I think what will help dramatically would be providing the chance to alter things on planet surfaces. Imagine a pristine, untouched Earthlike which becomes progressively colonised. Sending people down there with resources and things to carry out the process. Imagine flying down at the beginning and landing among small settlements, but coming back 6 months later and there are buildings everywhere. In a year you might see a metropolis. That's one way to create diversity from a limited set of assets- variation based on time.
Well, of course, it sounds wonderful, but you're describing something from your imagination, which is probably how many backers envisaged the game would be starting to look by now. Because that's just another version of what David Braben describes numerous times in his Gold Rush pitch, isn't it?
(See this video for example, and also the question he's asked about it after the speech.)
Of what would happen after someone would discover a mining resource. Decide whether keep it to themselves, and the risk of being followed and discovered by another player, or sell it to one faction or their rival, or to both, and then risk being hunted by them in revenge? That then others would come, an outpost would be built, taking months to slowly take shape in front of you...
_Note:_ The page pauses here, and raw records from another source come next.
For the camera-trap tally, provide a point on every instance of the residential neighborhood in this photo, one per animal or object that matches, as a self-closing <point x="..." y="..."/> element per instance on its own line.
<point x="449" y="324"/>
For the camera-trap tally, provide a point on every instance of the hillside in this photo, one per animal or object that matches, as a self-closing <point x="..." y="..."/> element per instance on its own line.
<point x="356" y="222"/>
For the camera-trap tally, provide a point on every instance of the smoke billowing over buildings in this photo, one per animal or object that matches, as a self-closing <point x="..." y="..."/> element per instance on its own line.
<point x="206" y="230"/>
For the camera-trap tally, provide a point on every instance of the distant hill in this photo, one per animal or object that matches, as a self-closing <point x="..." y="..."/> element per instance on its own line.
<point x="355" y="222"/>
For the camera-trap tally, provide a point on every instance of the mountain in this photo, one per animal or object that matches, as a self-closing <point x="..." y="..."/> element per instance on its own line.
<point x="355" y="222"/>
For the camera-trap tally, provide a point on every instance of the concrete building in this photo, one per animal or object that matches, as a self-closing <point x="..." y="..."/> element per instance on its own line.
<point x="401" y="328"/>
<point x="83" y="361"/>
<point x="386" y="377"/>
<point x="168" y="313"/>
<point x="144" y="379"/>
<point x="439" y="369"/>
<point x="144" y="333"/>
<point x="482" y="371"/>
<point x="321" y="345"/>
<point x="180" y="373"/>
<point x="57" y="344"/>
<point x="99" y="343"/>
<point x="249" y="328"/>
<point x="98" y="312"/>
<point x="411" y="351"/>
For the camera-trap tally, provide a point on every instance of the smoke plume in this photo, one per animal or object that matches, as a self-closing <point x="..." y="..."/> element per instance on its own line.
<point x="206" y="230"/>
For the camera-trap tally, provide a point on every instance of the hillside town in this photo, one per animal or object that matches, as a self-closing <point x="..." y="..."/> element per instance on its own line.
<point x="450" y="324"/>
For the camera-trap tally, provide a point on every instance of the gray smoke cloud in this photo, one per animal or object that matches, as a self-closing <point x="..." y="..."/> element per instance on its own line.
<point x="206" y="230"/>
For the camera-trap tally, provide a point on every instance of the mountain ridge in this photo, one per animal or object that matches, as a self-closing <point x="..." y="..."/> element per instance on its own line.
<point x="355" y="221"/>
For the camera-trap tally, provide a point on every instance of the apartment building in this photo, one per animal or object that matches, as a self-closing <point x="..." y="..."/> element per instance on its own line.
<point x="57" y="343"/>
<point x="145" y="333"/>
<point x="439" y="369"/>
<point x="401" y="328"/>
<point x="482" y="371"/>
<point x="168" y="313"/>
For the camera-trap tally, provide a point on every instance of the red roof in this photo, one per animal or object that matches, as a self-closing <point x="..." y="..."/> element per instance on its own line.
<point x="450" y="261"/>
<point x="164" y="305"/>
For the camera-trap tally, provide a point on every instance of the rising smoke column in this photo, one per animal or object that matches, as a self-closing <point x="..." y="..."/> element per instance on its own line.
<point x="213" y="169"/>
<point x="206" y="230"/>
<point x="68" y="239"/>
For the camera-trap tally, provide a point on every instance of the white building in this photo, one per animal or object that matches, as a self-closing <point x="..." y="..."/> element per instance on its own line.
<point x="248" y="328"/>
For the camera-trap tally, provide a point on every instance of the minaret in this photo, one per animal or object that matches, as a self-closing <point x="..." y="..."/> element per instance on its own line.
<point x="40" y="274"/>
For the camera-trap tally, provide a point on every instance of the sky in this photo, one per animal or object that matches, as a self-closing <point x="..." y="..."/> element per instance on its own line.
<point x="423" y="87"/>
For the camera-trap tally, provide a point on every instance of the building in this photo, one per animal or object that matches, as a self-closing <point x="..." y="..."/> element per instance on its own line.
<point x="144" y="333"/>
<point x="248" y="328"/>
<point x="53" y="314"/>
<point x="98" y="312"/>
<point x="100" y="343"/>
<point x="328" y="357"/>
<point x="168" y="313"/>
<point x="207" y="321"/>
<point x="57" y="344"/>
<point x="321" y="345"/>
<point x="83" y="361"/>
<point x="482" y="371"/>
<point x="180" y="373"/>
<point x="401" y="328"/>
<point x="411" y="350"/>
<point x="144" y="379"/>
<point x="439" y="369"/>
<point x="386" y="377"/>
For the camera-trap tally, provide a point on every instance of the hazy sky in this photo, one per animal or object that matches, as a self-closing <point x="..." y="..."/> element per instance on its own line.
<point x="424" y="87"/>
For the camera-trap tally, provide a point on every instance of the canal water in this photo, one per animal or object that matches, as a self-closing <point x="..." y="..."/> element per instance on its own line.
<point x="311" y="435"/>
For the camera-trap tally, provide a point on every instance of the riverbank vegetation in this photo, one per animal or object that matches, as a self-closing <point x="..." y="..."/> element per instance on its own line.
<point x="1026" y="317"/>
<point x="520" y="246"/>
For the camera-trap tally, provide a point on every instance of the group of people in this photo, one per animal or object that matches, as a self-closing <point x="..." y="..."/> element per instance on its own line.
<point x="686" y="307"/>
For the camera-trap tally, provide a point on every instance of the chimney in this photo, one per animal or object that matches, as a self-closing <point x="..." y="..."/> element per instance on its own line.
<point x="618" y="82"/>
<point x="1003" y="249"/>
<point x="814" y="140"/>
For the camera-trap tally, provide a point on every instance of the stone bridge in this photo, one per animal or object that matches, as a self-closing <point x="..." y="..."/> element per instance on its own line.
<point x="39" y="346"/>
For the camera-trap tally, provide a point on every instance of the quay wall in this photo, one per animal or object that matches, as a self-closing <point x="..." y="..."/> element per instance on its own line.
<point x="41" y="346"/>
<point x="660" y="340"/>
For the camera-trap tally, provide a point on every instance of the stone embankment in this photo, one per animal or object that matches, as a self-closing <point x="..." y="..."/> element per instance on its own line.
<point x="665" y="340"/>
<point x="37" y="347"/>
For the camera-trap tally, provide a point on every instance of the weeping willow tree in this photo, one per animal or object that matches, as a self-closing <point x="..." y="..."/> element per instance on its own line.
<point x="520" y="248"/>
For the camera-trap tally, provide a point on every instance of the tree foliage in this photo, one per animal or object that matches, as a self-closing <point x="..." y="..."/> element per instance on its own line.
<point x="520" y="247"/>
But, if they haven't even come close to the first step in delivering that by now, and have instead given us Powerplay, then really, I can't see the planetside version happening anytime in the next two or three years, and then only as an expansion. That's fine, but my worry is it still won't be as sophisticated as the way he described it, with sophisticated, emergent and unpredictable gameplay. And if it doesn't have that, I won't be buying it, no matter how good the graphics are.
Well, okay, maybe I will.

...but only in a 75% off Steam sale long after it's weekly deal.